Saturday, 9 February 2013

The Tricksters, part 3

In his head, Pete is back there again. He can smell the grass beneath his feet and feel the strong breeze ruffling through his hair, and he describes it all to them.
Over to the right is the big marquee where the bands will play later. It’s black and purple, with long, sturdy brown ropes coming down to attach it to the ground like giant spider’s legs. Just beside it is a longer, flatter white tent, where the never-ending buffet will be set up. If he faces that direction he can already smell the grease of warm sausage rolls and vol-eu-vents.
Behind him and to the left they are setting up the bars. The one in the middle will sell just wine and that drink that no middle-class person would be seen without in the summer, Pimms; the sign has just gone up. And further left is the row of porta-loos that stretches off into the distance.
None of the rest of his graduating class is here yet, except for Paul, who is up on top of the ladder that he is currently holding. Both of them are already in their DJ’s. Paul’s belonged to his father, whereas Pete is wearing his grandfather’s old cufflinks.
As they listen, Alan and Greg are thinking about their own graduating balls. Alan can remember little of his, except for the fight he started with the captain of the ladies boxing team.

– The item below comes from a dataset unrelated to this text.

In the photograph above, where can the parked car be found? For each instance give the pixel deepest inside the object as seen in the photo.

After drinking for too much he had begun to spout sexist jokes, to the amusement of his drunken friends until their girlfriends whisked them away for quiet words.
It was later on, when even more drunk, that he found one of the few girls he had yet to upset during his degree course, an attractive girl if a little short of stature and Sporty Spice hair. In his drunk head he was chatting her up, but it was only later he realised that he had been talking like his father. He hoped now that he hadn’t said anything too upsetting. He still bore a physical scar, but the words he had spoken would have been a lot worse.
As for Greg, well, he doesn’t want to go there right now and blocks his thoughts by continuing to listen to Pete.
‘It was Paul’s idea. He wanted to give something back to everyone, something good. Something that everyone would remember the Summer Ball by. They certainly got it, but it wasn’t what anyone was expecting.
‘We had to get some advice from computer guys first and of course, being poor students we had no money to rent the equipment that we needed. So we decided to get some advertisements. It’s amazing how well planned it all was, but then Paul was meticulous in that way. That’s why his practical jokes were so good. That’s why they always worked. He was so good that when the tragedy happened everyone thought that it was the best joke he’d ever pulled. Until he didn’t come down of course.
‘The adverts we got were from a couple of the local student pubs, as well as Colchester Castle, Colchester Zoo, the local train company and the ferry terminal at Harwich. It was a bit of a mix really, which was good. I guess they hoped that they would become graduation days out or something.’
‘So what was it? What was the idea?’ Greg croaked.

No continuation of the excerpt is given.